Can Vision-Language Models Answer Face to Face Questions in the Real-World?

Notice: This research summary and analysis were automatically generated using AI technology. For absolute accuracy, please refer to the [Original Paper Viewer] below or the Original ArXiv Source.

AI models have made significant strides in recent years in their ability to describe and answer questions about real-world images. They have also made progress in the ability to converse with users in real-time using audio input. This raises the question: have we reached the point where AI models, connected to a camera and microphone, can converse with users in real-time about scenes and events that are unfolding live in front of the camera? This has been a long-standing goal in AI and is a prerequisite for real-world AI assistants and humanoid robots to interact with humans in everyday situations.
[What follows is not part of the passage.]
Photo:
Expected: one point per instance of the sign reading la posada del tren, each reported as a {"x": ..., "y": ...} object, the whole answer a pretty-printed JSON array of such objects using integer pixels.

In this work, we introduce a new dataset and benchmark, the Qualcomm Interactive Video Dataset (IVD), which allows us to assess the extent to which existing models can support these abilities, and to what degree these capabilities can be instilled through fine-tuning. The dataset is based on a simple question-answering setup, where users ask questions that the system has to answer, in real-time, based on the camera and audio input. We show that existing models fall far behind human performance on this task, and we identify the main sources for the performance gap. However, we also show that for many of the required perceptual skills, fine-tuning on this form of data can significantly reduce this gap.

💡 Research Summary

The paper tackles the long‑standing AI goal of real‑time, face‑to‑face visual question answering (VQA) by introducing a novel benchmark, the Qualcomm Interactive Video Dataset (QIVD), and by evaluating existing large multimodal models (LMMs) on this task. QIVD consists of 2,900 short videos (average length 5.1 s, 30 fps, 640×382 resolution) recorded by crowd workers using a camera and microphone on a mobile device. While recording, participants ask an open‑ended question in natural speech that refers to the ongoing visual scene (e.g., pointing gestures, actions, objects). After collection, each video is annotated with (1) a human‑generated transcript of the spoken question, (2) a concise textual answer, and crucially (3) a timestamp indicating the exact moment when sufficient visual‑auditory evidence is available to answer the question correctly. This “answer‑when” annotation forces models to decide not only what to answer but also when to answer, a capability largely absent from existing VQA benchmarks.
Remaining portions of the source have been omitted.